Тогда они все сразу отвлеклись от своих занятий. Мама с отцом переглянулись. А Людмила не удивилась. Как будто знала, что Иван должен прийти… Она никогда не удивляется.
— Заходи, — сказала она. Потом обратилась к маме, отцу и ко мне: -Познакомьтесь: это Иван.
— Леня ждет своего друга. Он думал, что ты — это он, поэтому так разбежался, — пояснила она Ивану.
Иван растерялся. И я решил тут же ему помочь.
— Заходи, Иван, заходи! — сказал я еще более громко, чем всегда разговаривал дома. — Мы тебя ждали!..
Накануне я никак не мог произнести это самое «ты», и вдруг оно как-то легко и просто слетело у меня с языка.

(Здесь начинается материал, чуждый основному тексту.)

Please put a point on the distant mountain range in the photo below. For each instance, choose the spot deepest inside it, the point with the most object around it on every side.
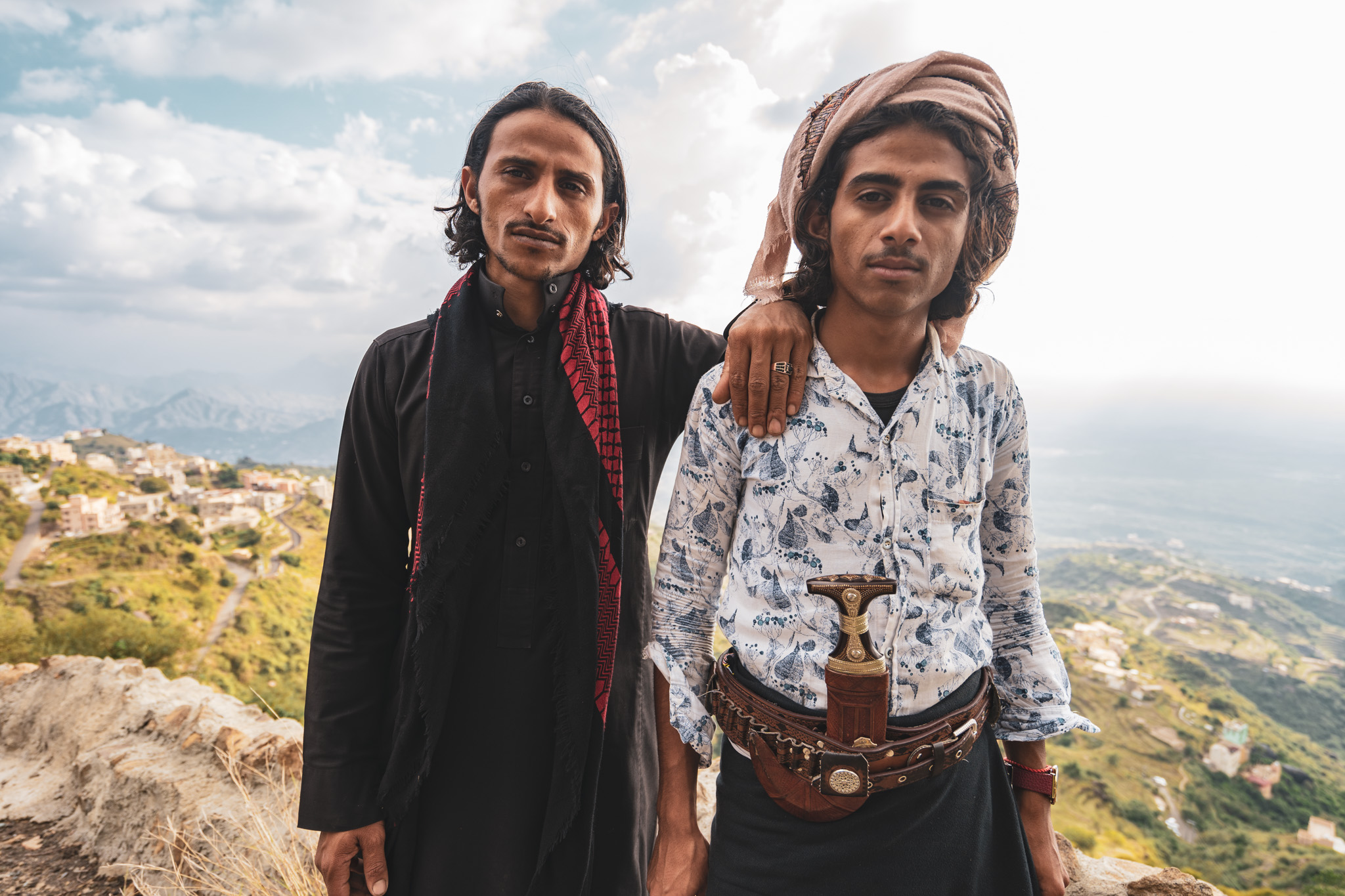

— Вы знакомы? — спросила мама.
— Да, мы знакомы, — ответил я. Людмила и этому не удивилась. — Я разыскал Ивана и пригласил…
— Прекрасная инициатива! — воскликнул отец. Он ничего ведь не знал о ссоре, и Людмила должна была улыбнуться Ивану:
— Я рада, что вы познакомились.
Что бы стоило ей сказать: «Я рада, что ты пришел!»
Отец выключил радиолу. Мама бросила мой будущий свитер и побежала в соседнюю комнату. А через минуту она вернулась оттуда причесанная и даже губы чуть-чуть подкрасила.
— Мы с Иваном встретились и подружились! — объяснил я всем членам нашей семьи. — Это и есть мой новый товарищ.
— Все точно, — сказал Иван.
И тут я заметил, что в руках у него гвоздики и коробка конфет. Он и сам от волнения забыл о них. Я решил разгрузить Ивана:
— Давай это все!
— Ты уверен, что это тебе? — спросила меня Людмила.
— Нет, тебе! — сказал я уверенно.
— А может быть, маме?
— Наверно, обеим. Иван, это обеим? Скажи, не стесняйся!
Я старался его ободрить: ведь он же был моим гостем.
— Давно вы на «ты»? — спросила Людмила.
Она не могла чертить или читать свои лекции, как делает, если чем-нибудь недовольна. Но обращалась все время ко мне: она не любит встречаться глазами с тем, на кого сердита.
— Это даже хорошо, что вы явились так неожиданно, — сказала мама. — С хозяйки нет спроса! У скромного ужина есть оправдание!..
— Да, прошу вас за стол, — пригласил отец.
— Садись, Иван, — поддержал я отца. — Чувствуй себя как дома!
— Тогда я сниму пиджак! — сказал Иван так громко, словно знал законы нашей семьи.
На буфете у нас стоят фарфоровые фигурки. Их расставила бабушка, которая умерла года три назад. Людмиле фигурки не нравятся, но она их не трогает: это считается памятью о маминой маме.